Simply adding religious liberty carveouts to an LGBT bill “don’t turn bad anti-discrimination measures into good law,” Ryan T. Anderson, a senior research fellow at the Heritage Foundation, said in an email to BuzzFeed News. “Compromise can be beneficial, provided it’s a good compromise.”

Anderson was even more acerbic in a recent essay that argues LGBT rights will penalize people of faith, saying the bargain means “one side advances and the other is punished.”

Attacks like these have become familiar to Monson, who said, “You have days when you’re like, ‘Why are they doing that?’ But that’s politics.”

The Equality Act would expand the Civil Rights Act of 1964 to ban discrimination on the basis of sexual orientation and gender identity — leaving little room for moral exemptions.

Even the pro-compromise groups are fighting it to the end. They banded together with the Catholic Church in a May 7 letter to House lawmakers that warned the Equality Act, as is, could cut off grants to religious charities and strip government money from religious schools.

Stanley Carlson-Thies, founder of the Institutional Religious Freedom Alliance, joined the letter along with the Council of Christian Colleges and Universities and National Association of Evangelicals. And yet all three groups are simultaneously backing a Fairness for All compromise as a concept. (None are making an endorsement on legislation before it is made public.)

Details of the bill are still under wraps, but Carlson-Thies outlined some of what he considers six “win-win” scenarios for a compromise in an essay published in April.

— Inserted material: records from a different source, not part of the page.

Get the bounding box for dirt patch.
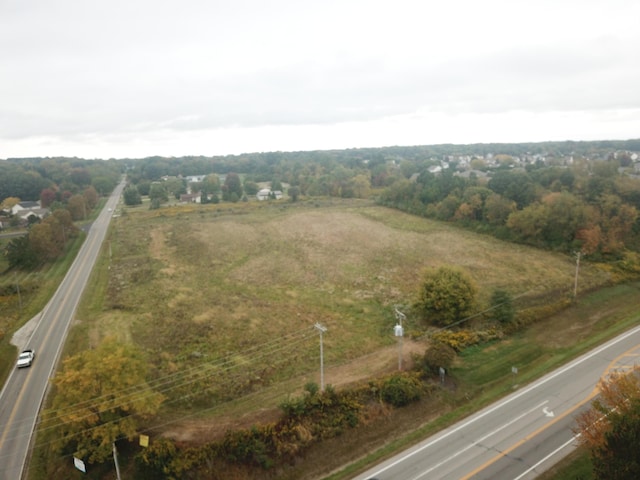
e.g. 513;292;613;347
161;341;426;445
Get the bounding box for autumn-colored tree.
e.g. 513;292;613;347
43;338;164;463
0;197;20;210
415;266;477;327
576;367;640;480
484;193;516;225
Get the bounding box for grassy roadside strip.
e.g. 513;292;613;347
325;284;640;480
0;199;106;385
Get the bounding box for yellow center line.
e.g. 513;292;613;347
0;231;100;451
460;346;640;480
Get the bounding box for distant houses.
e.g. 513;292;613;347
11;202;50;223
256;188;282;201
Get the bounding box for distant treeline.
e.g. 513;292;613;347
0;139;640;259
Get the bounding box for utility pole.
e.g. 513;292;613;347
314;323;327;392
573;252;581;300
111;442;120;480
13;272;22;316
393;307;407;371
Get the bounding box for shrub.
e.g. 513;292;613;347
420;342;456;375
380;373;422;407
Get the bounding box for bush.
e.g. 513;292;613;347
421;342;456;375
380;373;422;407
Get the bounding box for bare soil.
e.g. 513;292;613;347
161;341;426;445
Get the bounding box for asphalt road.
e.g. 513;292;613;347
356;322;640;480
0;183;124;480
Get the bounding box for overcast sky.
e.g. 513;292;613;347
0;0;640;158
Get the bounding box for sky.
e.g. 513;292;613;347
0;0;640;159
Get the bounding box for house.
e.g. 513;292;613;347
180;192;201;203
256;188;282;201
11;202;40;215
11;202;49;223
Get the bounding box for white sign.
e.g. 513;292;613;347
393;325;404;337
73;457;87;473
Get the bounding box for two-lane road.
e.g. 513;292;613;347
0;183;124;480
357;317;640;480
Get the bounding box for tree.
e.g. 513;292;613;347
67;195;87;220
149;182;169;204
44;338;164;463
415;266;477;327
491;289;515;324
29;222;62;262
0;197;20;210
287;186;300;202
222;172;242;202
122;185;142;206
4;235;38;269
576;366;640;480
82;185;99;210
40;188;57;208
484;193;516;226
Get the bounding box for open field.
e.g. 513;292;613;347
69;200;609;428
23;200;639;479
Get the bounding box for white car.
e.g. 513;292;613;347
18;350;36;368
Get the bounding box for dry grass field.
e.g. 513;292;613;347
73;200;609;446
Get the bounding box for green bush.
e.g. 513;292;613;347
380;373;422;407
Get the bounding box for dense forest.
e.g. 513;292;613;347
0;140;640;266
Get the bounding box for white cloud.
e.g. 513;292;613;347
0;0;640;158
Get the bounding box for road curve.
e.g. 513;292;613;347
0;182;125;480
356;316;640;480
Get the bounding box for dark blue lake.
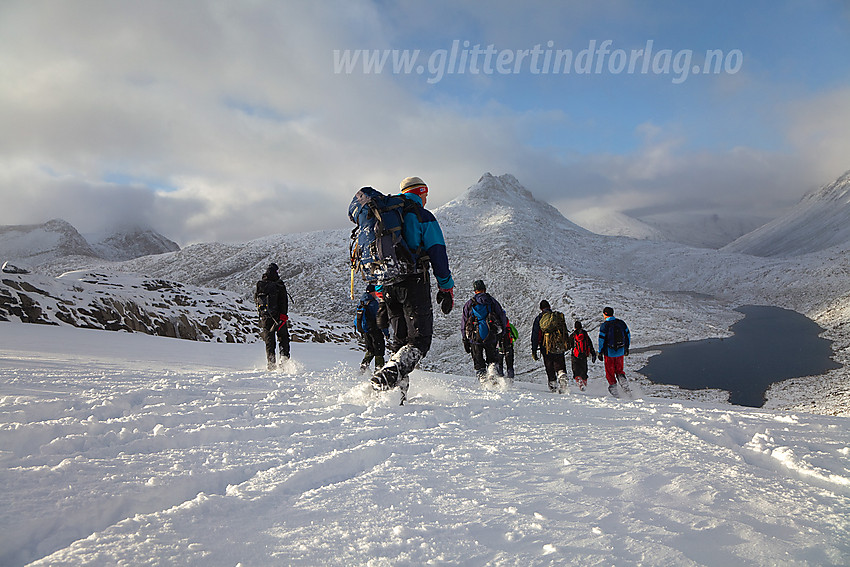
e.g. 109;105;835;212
639;305;841;407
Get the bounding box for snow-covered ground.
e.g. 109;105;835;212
0;323;850;567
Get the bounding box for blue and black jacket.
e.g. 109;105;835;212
599;317;632;358
400;193;455;289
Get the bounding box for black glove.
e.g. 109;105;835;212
437;288;455;315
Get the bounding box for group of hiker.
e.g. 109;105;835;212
254;177;631;404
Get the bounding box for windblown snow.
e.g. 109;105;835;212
0;174;850;567
0;323;850;566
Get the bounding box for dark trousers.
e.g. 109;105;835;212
470;342;502;375
541;352;567;384
260;317;289;364
362;329;386;364
384;275;434;357
572;356;587;380
499;341;514;378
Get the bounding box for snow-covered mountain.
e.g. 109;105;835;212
0;269;355;343
723;171;850;257
86;226;180;261
569;207;665;240
1;174;850;412
0;219;97;265
637;211;771;249
569;207;771;249
0;219;180;273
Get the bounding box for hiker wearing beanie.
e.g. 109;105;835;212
254;263;289;370
531;299;569;394
570;321;596;392
354;284;389;374
460;280;508;384
372;177;454;403
599;307;632;398
499;313;519;383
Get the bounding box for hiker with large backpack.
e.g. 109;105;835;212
354;284;389;374
569;321;596;392
460;280;508;384
599;307;632;398
348;177;454;403
254;262;289;370
531;299;570;394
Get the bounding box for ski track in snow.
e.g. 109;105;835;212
0;324;850;566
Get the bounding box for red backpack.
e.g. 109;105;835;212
573;331;590;357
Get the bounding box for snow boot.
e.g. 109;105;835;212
372;345;422;397
557;370;570;394
371;360;398;391
398;374;410;406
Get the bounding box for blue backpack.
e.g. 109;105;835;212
466;302;502;342
348;187;422;285
354;301;369;333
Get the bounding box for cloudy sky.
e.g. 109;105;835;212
0;0;850;245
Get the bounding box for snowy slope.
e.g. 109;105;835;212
0;219;97;267
723;171;850;256
569;207;664;240
0;219;180;275
638;211;772;249
0;323;850;567
6;174;850;413
86;227;180;261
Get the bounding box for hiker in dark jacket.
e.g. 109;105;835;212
570;321;596;392
254;263;289;370
372;177;455;403
599;307;632;398
499;320;519;380
460;280;508;383
354;284;389;374
531;299;569;393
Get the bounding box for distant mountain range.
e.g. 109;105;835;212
723;171;850;257
569;207;771;250
0;173;850;414
0;219;180;268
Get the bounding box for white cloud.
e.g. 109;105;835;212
0;1;850;244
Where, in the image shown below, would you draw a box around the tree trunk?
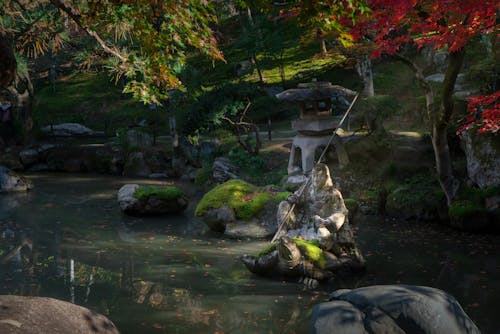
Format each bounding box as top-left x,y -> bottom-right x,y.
0,34 -> 17,87
356,56 -> 375,96
251,55 -> 264,84
316,29 -> 328,56
431,48 -> 465,205
8,73 -> 34,145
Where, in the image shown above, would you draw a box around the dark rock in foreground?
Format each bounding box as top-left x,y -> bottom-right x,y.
0,296 -> 119,334
0,166 -> 33,193
311,285 -> 480,334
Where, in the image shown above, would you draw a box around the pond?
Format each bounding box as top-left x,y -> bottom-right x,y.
0,174 -> 500,333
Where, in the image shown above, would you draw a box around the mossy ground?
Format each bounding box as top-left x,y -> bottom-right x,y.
134,186 -> 185,201
292,238 -> 326,268
195,179 -> 290,220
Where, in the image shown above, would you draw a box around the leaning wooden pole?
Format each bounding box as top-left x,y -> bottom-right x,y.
271,93 -> 359,243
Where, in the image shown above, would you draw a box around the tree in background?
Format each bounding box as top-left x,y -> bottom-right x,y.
0,0 -> 68,143
341,0 -> 498,204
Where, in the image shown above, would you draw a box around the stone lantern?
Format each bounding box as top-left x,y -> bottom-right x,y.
276,81 -> 356,174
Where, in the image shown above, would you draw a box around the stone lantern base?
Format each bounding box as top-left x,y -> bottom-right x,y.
288,133 -> 349,174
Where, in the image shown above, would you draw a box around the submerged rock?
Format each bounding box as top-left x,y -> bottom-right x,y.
118,184 -> 188,215
311,285 -> 480,334
41,123 -> 93,137
0,166 -> 33,193
0,295 -> 119,334
195,179 -> 289,238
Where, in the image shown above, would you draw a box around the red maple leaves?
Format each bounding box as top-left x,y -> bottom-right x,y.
457,91 -> 500,135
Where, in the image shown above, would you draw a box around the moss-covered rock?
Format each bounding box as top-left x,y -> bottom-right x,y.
118,184 -> 188,215
292,238 -> 326,269
195,179 -> 290,238
448,186 -> 500,232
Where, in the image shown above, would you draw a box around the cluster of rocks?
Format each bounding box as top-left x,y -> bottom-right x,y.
0,166 -> 33,193
0,144 -> 174,178
311,285 -> 480,334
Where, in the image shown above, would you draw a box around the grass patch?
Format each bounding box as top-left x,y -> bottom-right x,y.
134,186 -> 185,201
292,238 -> 326,268
195,180 -> 290,220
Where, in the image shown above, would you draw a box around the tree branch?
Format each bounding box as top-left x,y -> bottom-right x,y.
50,0 -> 128,63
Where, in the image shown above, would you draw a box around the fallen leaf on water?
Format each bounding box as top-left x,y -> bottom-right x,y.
200,308 -> 219,315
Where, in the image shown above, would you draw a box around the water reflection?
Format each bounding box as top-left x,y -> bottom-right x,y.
0,175 -> 500,333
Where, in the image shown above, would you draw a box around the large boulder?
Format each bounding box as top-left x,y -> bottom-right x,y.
311,285 -> 480,334
117,184 -> 188,215
461,130 -> 500,188
0,166 -> 33,193
0,295 -> 119,334
41,123 -> 94,137
195,179 -> 289,238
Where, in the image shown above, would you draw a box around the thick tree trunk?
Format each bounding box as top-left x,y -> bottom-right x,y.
0,34 -> 17,87
431,48 -> 465,205
316,29 -> 328,56
8,73 -> 34,145
250,56 -> 264,84
396,48 -> 465,205
356,56 -> 375,96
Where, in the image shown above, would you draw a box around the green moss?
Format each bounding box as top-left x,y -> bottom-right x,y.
344,198 -> 359,211
448,201 -> 484,220
195,180 -> 290,220
134,186 -> 185,201
256,242 -> 277,257
292,238 -> 326,268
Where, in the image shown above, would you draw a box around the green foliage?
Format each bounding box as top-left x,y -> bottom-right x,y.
194,163 -> 212,186
292,238 -> 326,268
255,242 -> 277,257
195,180 -> 289,220
357,95 -> 400,120
179,83 -> 263,134
134,186 -> 185,201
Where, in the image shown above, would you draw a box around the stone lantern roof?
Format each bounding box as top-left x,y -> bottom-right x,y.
276,81 -> 356,102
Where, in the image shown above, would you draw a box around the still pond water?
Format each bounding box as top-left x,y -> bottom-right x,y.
0,174 -> 500,333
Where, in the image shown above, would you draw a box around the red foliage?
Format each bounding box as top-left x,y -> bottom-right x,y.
343,0 -> 500,133
457,91 -> 500,135
343,0 -> 500,57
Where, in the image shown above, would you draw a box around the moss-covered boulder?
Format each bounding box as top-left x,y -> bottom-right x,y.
118,184 -> 188,215
0,166 -> 33,194
195,179 -> 290,238
448,186 -> 500,232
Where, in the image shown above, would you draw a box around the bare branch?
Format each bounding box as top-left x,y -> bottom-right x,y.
50,0 -> 128,63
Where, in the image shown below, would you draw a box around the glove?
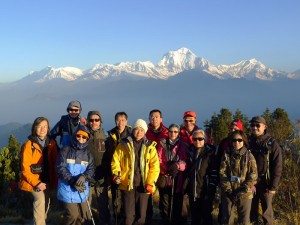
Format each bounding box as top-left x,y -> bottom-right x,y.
73,184 -> 85,192
76,174 -> 85,186
167,162 -> 178,177
146,184 -> 154,195
113,175 -> 121,184
177,160 -> 186,171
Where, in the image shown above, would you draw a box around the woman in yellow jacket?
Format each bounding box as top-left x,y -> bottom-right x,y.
111,119 -> 160,225
20,117 -> 58,225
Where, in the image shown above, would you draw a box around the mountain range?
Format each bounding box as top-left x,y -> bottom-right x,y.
15,48 -> 300,83
0,48 -> 300,146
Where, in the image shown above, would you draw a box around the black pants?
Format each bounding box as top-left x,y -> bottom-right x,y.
250,180 -> 274,225
64,202 -> 93,225
122,187 -> 149,225
90,184 -> 110,225
190,196 -> 213,225
221,195 -> 252,225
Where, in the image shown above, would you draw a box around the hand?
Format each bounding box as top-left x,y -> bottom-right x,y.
76,174 -> 85,186
113,175 -> 121,184
146,184 -> 154,195
73,184 -> 85,192
177,160 -> 186,171
167,162 -> 178,177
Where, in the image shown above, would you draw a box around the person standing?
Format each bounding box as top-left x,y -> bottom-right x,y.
146,109 -> 168,224
157,124 -> 188,225
106,112 -> 132,224
87,111 -> 110,225
180,111 -> 199,145
220,130 -> 257,225
111,119 -> 159,225
50,101 -> 86,147
20,117 -> 58,225
184,130 -> 219,225
56,125 -> 95,225
249,116 -> 282,225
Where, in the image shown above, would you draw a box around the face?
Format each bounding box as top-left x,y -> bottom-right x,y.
89,115 -> 101,130
68,107 -> 80,118
36,120 -> 48,140
183,116 -> 196,132
132,127 -> 145,141
169,127 -> 179,141
116,115 -> 128,132
232,134 -> 244,150
193,133 -> 204,148
229,125 -> 240,133
149,112 -> 162,130
76,134 -> 88,144
250,123 -> 267,137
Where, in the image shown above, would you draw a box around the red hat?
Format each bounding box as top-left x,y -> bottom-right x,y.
229,120 -> 243,131
183,111 -> 197,118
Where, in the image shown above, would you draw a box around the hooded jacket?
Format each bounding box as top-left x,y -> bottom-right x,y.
56,126 -> 95,203
111,137 -> 159,191
220,147 -> 257,198
20,136 -> 58,192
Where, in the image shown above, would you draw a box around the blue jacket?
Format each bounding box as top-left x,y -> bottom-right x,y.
56,126 -> 95,203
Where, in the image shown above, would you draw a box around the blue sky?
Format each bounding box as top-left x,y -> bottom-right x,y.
0,0 -> 300,82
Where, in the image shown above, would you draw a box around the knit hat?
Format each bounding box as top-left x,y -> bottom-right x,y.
183,111 -> 197,118
87,110 -> 102,123
132,119 -> 148,133
67,101 -> 81,111
229,120 -> 243,131
169,123 -> 180,130
250,116 -> 267,125
76,130 -> 90,138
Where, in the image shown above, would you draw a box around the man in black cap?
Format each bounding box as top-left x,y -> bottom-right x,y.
249,116 -> 282,225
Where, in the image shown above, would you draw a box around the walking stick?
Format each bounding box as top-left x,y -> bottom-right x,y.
169,177 -> 174,222
83,190 -> 96,225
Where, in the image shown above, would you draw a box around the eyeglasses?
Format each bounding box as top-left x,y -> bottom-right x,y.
76,134 -> 88,140
193,138 -> 204,141
89,119 -> 100,123
68,108 -> 79,112
232,138 -> 243,142
169,130 -> 178,134
250,123 -> 260,128
184,120 -> 195,123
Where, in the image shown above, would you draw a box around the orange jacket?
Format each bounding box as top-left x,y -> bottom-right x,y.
20,139 -> 58,192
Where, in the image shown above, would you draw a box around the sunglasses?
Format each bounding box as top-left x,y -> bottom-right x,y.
232,138 -> 243,142
250,123 -> 260,128
169,130 -> 178,134
76,134 -> 88,140
193,138 -> 204,141
89,119 -> 100,123
184,120 -> 194,123
68,108 -> 79,112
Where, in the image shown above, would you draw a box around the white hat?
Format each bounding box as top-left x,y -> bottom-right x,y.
132,119 -> 148,133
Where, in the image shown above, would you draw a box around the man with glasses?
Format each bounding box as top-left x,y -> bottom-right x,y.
87,111 -> 110,225
146,109 -> 168,224
180,111 -> 199,145
50,101 -> 86,147
249,116 -> 282,225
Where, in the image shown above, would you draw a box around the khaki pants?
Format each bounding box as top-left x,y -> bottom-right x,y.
31,190 -> 50,225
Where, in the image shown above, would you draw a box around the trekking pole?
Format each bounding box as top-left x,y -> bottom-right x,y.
83,190 -> 96,225
169,177 -> 174,222
114,171 -> 121,225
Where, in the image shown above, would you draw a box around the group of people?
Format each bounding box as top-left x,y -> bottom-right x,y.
20,101 -> 282,225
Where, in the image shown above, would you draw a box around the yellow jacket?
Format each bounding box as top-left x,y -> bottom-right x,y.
111,137 -> 160,191
20,138 -> 58,192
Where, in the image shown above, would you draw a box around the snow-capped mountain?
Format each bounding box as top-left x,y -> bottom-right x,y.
21,48 -> 292,83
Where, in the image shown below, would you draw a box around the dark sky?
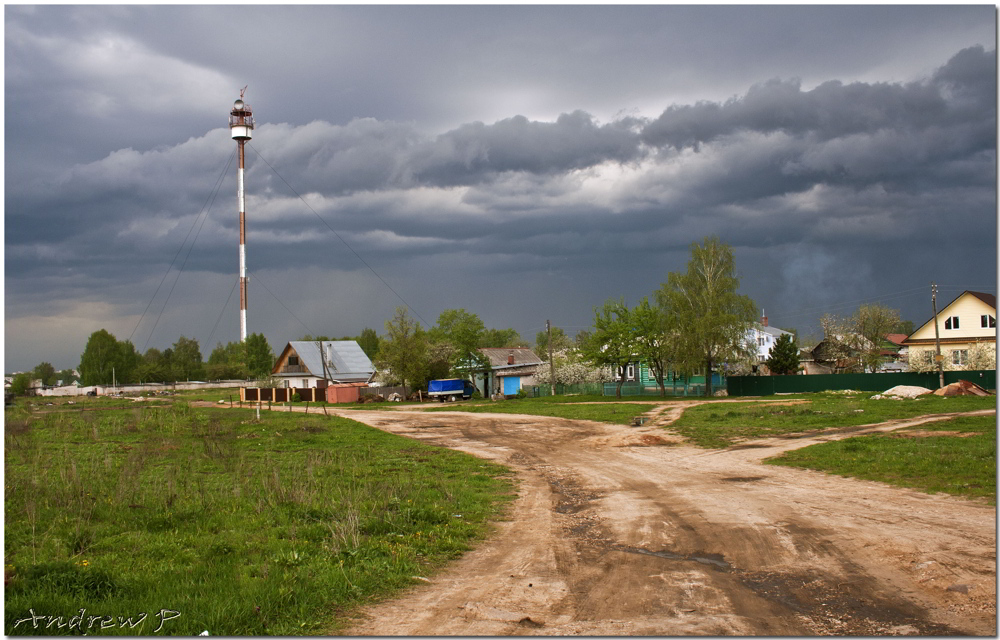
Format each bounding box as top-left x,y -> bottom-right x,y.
4,5 -> 997,372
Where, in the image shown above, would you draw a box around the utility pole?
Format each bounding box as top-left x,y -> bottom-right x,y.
931,282 -> 944,389
545,320 -> 556,396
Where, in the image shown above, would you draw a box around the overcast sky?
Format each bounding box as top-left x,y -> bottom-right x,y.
4,5 -> 997,372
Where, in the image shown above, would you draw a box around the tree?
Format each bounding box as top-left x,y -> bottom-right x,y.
10,373 -> 32,396
137,347 -> 170,382
428,309 -> 490,377
479,329 -> 525,349
656,237 -> 757,395
580,299 -> 636,399
243,333 -> 275,378
632,298 -> 675,396
170,336 -> 205,381
32,362 -> 58,387
767,333 -> 799,376
535,327 -> 573,360
77,329 -> 120,386
820,304 -> 900,373
376,306 -> 428,387
205,342 -> 247,380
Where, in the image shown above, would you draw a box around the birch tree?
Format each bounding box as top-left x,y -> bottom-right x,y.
656,237 -> 757,396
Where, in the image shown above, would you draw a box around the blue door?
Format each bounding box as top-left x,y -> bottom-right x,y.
503,376 -> 521,396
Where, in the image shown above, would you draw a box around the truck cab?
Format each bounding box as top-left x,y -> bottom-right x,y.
427,378 -> 476,402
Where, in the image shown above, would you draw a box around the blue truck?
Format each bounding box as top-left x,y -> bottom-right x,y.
427,378 -> 476,402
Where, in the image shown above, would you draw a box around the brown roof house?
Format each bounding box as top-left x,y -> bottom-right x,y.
903,291 -> 997,370
475,347 -> 544,397
271,340 -> 375,389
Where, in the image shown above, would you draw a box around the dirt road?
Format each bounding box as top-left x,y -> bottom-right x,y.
334,408 -> 996,636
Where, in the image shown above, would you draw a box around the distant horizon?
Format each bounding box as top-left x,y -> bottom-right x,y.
4,5 -> 998,371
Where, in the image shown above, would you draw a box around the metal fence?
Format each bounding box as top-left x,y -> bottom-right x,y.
726,370 -> 997,396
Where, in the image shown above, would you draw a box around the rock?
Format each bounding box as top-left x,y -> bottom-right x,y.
879,384 -> 931,398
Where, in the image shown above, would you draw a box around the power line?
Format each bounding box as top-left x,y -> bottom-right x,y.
250,145 -> 431,327
244,271 -> 313,334
205,280 -> 240,346
128,151 -> 236,351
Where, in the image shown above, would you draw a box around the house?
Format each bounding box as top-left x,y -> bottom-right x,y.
747,314 -> 794,363
878,333 -> 910,373
271,340 -> 375,389
475,347 -> 544,397
903,291 -> 997,369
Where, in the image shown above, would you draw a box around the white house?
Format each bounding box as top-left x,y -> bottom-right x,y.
271,340 -> 375,389
748,315 -> 792,362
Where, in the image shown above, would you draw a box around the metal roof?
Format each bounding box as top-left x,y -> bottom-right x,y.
288,340 -> 375,382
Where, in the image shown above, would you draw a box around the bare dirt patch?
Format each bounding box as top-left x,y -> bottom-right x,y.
326,407 -> 996,636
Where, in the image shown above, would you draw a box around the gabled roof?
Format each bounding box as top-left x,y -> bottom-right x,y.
272,340 -> 375,382
885,333 -> 908,347
905,290 -> 997,346
479,347 -> 542,368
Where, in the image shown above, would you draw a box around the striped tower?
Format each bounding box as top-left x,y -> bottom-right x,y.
229,92 -> 253,342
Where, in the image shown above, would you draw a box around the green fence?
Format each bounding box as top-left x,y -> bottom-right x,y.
726,371 -> 997,396
524,382 -> 604,398
603,379 -> 723,398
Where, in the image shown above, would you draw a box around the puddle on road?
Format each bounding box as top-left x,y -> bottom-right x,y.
617,547 -> 732,571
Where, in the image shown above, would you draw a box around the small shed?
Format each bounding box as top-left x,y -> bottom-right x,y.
326,382 -> 368,404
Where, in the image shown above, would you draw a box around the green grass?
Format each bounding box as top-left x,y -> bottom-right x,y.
765,416 -> 997,505
428,396 -> 655,424
4,402 -> 513,636
668,393 -> 996,448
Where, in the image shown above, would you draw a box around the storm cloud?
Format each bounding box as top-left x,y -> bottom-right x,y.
4,7 -> 997,370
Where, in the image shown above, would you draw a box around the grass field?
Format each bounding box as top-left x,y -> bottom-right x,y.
4,402 -> 513,636
669,393 -> 997,448
766,416 -> 997,505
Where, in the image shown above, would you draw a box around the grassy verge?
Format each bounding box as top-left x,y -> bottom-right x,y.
765,416 -> 997,505
669,393 -> 997,448
4,402 -> 512,636
428,398 -> 655,424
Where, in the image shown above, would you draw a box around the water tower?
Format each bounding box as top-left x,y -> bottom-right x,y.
229,87 -> 253,342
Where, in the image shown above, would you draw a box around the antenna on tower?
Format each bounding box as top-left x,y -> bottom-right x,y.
229,92 -> 254,342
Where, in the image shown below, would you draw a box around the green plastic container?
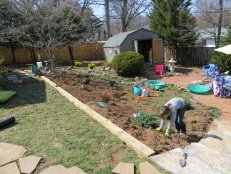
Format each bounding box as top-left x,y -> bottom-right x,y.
145,81 -> 166,89
187,85 -> 210,94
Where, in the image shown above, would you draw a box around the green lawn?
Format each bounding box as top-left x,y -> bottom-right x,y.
0,75 -> 148,174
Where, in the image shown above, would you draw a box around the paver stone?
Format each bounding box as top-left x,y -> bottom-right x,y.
0,143 -> 26,166
67,167 -> 86,174
19,156 -> 42,174
40,165 -> 67,174
139,161 -> 161,174
112,162 -> 135,174
0,162 -> 20,174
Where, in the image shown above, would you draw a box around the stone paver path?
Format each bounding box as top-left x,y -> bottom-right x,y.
151,69 -> 231,174
40,165 -> 86,174
112,162 -> 135,174
139,161 -> 161,174
18,156 -> 42,174
0,162 -> 20,174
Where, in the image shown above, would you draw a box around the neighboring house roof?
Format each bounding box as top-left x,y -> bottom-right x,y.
103,28 -> 155,48
197,28 -> 228,40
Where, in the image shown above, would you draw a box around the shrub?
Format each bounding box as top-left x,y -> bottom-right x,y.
135,113 -> 159,128
210,51 -> 231,72
87,63 -> 96,69
112,51 -> 144,76
75,61 -> 83,67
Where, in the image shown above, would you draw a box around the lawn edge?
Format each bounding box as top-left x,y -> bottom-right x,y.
41,76 -> 155,157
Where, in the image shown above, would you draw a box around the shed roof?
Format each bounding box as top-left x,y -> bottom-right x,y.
103,28 -> 152,48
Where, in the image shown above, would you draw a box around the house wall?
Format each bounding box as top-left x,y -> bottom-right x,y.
104,47 -> 120,62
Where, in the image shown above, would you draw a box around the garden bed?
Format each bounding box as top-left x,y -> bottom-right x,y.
47,72 -> 217,154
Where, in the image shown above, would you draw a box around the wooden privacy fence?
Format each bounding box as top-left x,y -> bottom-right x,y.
0,43 -> 104,65
175,47 -> 214,66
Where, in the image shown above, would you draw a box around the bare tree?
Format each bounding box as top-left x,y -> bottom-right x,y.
195,0 -> 231,46
111,0 -> 152,32
104,0 -> 111,38
8,0 -> 86,70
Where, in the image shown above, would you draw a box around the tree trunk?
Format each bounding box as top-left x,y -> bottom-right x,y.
67,46 -> 74,65
30,48 -> 36,64
104,0 -> 111,39
11,43 -> 16,64
47,48 -> 55,72
122,0 -> 128,32
216,0 -> 223,47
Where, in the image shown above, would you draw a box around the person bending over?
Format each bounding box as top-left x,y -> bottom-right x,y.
156,97 -> 187,137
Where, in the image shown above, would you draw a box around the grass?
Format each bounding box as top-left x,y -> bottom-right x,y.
0,74 -> 148,174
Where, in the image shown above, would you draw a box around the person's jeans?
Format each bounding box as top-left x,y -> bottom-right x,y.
175,105 -> 187,133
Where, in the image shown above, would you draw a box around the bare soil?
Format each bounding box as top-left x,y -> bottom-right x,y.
47,73 -> 217,154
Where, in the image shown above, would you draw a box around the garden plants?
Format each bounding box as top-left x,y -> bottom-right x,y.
112,51 -> 144,76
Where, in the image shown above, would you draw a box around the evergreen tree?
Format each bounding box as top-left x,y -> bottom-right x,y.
210,23 -> 231,73
150,0 -> 197,47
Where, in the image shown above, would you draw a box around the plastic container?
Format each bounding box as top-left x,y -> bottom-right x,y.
37,62 -> 43,68
187,85 -> 210,94
145,81 -> 166,89
133,86 -> 142,95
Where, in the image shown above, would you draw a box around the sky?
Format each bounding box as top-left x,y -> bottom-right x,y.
92,0 -> 196,19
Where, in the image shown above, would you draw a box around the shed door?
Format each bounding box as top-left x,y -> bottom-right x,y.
152,39 -> 163,63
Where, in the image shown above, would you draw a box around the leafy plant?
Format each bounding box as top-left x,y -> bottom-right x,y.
135,112 -> 159,128
112,51 -> 144,76
104,60 -> 112,68
75,61 -> 83,67
100,93 -> 111,103
0,52 -> 5,65
87,63 -> 96,69
83,74 -> 90,85
109,80 -> 116,87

He proposes banning LGBT discrimination in public accommodations, like restaurants, but he asked if “holy spaces” that rent out facilities to the public could refuse to abide by LGBT protections. He also contemplates protecting transgender people who seek health care for the flu, but suggests protecting doctors “who for reasons of religion or conscience are unable to perform sex-change operations or gender identity transition treatments.”

This line of thinking is motivated in part by self-protection, seeking to avoid a court ruling that cuts against the religious right, whether it’s based on current law or an interpretation of the Equality Act. They fear courts may hear another cake shop case and order that stores must sell wedding accessories to gays — religion be damned. They can avoid decisions like those, the thinking goes, by baking moderate exemptions into federal law now.

"I think there would be a long list of court cases as a consequence [of the Equality Act], which is not good for gay claimants who have rights that need to be protected, and it would not be good for religious communities, many of whom I think would win,” Carlson-Thies told BuzzFeed News. “I think about what fairness would look like put into the law. That would avoid the court conflict.”

This is not the preference of entrenched boosters of LGBT rights, either. The Human Rights Campaign, which has marshaled the Equality Act, dismisses religion-friendly compromises as “substandard.”

“They are dangerous,” David Stacy, HRC's director of government affairs, told BuzzFeed News. “Firing a gay worker or refusing medically necessary health care to a transgender person is not religious freedom, it's discrimination.”

The LDS Church’s call for Fairness for All legislation was, by far, the loudest endorsement this week. Church officials told BuzzFeed News they’ve “seen it work well in Utah,” which banned LGBT discrimination in jobs and housing, but allows workers to express views about marriage (this may mean condemning same-sex weddings around the watercooler).

However, the Utah bill never addressed places of public accommodation — like flower shops and restrooms — which is where LGBT people report some of the most blatant discrimination.

Is the LDS Church willing to budge, expanding on the Utah model to deal with bakers and the like? Lance Walker, the church’s director of public affairs in Washington, DC, said in an email, “We believe there is room in federal legislation for reasonable public accommodations, and encourage our Congressional leaders to work together to find an appropriate balance for preserving religious freedom and protecting the rights of LGBT people.”